Le feuilleton des dénominations végétales assimilées à des produits carnés (« saucisses veggie », « jambon végétal » etc.) s’est poursuivi le 8 octobre au Parlement européen de Strasbourg avec l’examen d’un texte présenté par l’eurodéputée Céline Imart, elle-même agricultrice dans le Tarn. Ce texte a été adopté par 355 voix, 247 contre et 30 abstentions. Il revient surtout sur une décision adoptée en 2020 par le même parlement qui autorisait les appellations carnées (steak, jambon, hamburger, saucisse..) pour des produits végétaux… L’adoption de ce texte va également à l’encontre d’une décision d’un jugement de la Cour de justice de l’Union européenne (CJUE) qui en octobre 2024, avait enjoint la France à se conformer au droit européen et de ne pas « imposer de restrictions supplémentaires » sur les produits végétaux. Ce qui fait que le 29 janvier dernier, le conseil d’État avait annulé les décrets de 2022 et 2024 qui interdisaient l’usage de termes comme « steak » ou « saucisse » pour les produits végétaux… A ce rythme, le consommateur risque de ne plus trop s’y retrouver. Mais le texte de Céline Imart doit encore être validé par les États membres… 

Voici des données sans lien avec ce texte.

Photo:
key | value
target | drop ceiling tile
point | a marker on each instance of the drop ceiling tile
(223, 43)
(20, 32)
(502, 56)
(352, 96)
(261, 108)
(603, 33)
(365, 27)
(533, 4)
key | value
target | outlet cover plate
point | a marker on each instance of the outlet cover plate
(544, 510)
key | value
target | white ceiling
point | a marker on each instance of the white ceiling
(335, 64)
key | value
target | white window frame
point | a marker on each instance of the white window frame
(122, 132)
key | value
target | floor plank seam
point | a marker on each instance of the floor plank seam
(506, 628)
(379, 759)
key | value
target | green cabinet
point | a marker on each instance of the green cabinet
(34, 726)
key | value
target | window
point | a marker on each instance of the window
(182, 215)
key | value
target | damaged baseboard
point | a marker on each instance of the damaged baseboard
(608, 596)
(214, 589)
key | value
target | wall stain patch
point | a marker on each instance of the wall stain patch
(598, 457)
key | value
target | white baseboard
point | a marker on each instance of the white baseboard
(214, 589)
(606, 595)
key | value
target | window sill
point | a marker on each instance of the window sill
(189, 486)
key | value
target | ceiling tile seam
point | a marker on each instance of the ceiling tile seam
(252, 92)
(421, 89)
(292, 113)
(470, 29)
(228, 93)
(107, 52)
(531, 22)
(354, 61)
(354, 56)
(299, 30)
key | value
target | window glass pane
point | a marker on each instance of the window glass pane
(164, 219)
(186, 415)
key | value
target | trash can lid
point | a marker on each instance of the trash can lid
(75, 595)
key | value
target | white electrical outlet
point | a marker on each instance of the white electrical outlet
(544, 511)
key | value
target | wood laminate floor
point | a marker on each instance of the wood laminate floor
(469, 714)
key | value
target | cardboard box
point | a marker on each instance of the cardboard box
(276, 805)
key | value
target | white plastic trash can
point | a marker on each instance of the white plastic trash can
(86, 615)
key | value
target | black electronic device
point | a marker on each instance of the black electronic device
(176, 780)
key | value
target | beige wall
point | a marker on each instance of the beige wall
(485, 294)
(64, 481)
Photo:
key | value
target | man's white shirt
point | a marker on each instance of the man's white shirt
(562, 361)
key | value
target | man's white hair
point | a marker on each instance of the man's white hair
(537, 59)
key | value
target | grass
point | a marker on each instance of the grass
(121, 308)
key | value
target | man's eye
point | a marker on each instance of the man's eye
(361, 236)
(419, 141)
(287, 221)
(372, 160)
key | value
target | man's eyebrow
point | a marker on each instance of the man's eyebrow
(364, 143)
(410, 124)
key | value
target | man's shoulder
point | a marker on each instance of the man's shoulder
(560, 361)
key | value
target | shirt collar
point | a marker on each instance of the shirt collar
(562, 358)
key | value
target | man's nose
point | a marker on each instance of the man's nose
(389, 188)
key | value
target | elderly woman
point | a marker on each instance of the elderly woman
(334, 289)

« Un steak c’est de la viande »

En attendant, ce vote a soulevé la colère des députés européens écologistes et de l’extrême gauche. C’est une « mesure de diversion », « un écran de fumée »,« qui ne profitera pas réellement aux agriculteurs » a commenté l’eurodéputé Thomas Waitz (Verts, Autriche). Sa collègue des Pays-Bas, Anna Strolenberg a estimé « qu’une interdiction des termes comme « veggie burger » ne changera rien pour les éleveurs, mais portera atteinte à l’information du consommateur ». La députée française (LFI) Manon Aubry a jugé pour sa part que c’est « un combat d'arrière-garde qui nie l'impératif de végétaliser notre alimentation et d'encourager des alternatives non-carnées. Un scandale ! », a-t-elle mentionné sur X.

En revanche, chez les agriculteurs, c’est clairement d’une victoire que l’on parle. C’est le terme employé par la Fédération nationale bovine (FNB). « L’enjeu est bien de réserver l’usage de ces dénominations aux produits de l’élevage, et d’interdire en conséquence que d’autres produits végétariens n’usurpent ces termes, faussant la bonne compréhension du consommateur, et biaisant sans vergogne l’offre sur le marché », commente-t-elle dans un communiqué de presse. « La position nette exprimée par le Parlement européen rend aux éleveurs et filières ce qui leur appartient, à savoir des dénominations liées à l’univers des produits carnés », se réjouit le président de la FNB, Patrick Bénézit. Plus sobre, Céline Imart ajoute qu’« une saucisse, c’est de la viande produite par nos éleveurs (…) Les mots ont un sens : un steak, c’est de la viande. Point final ».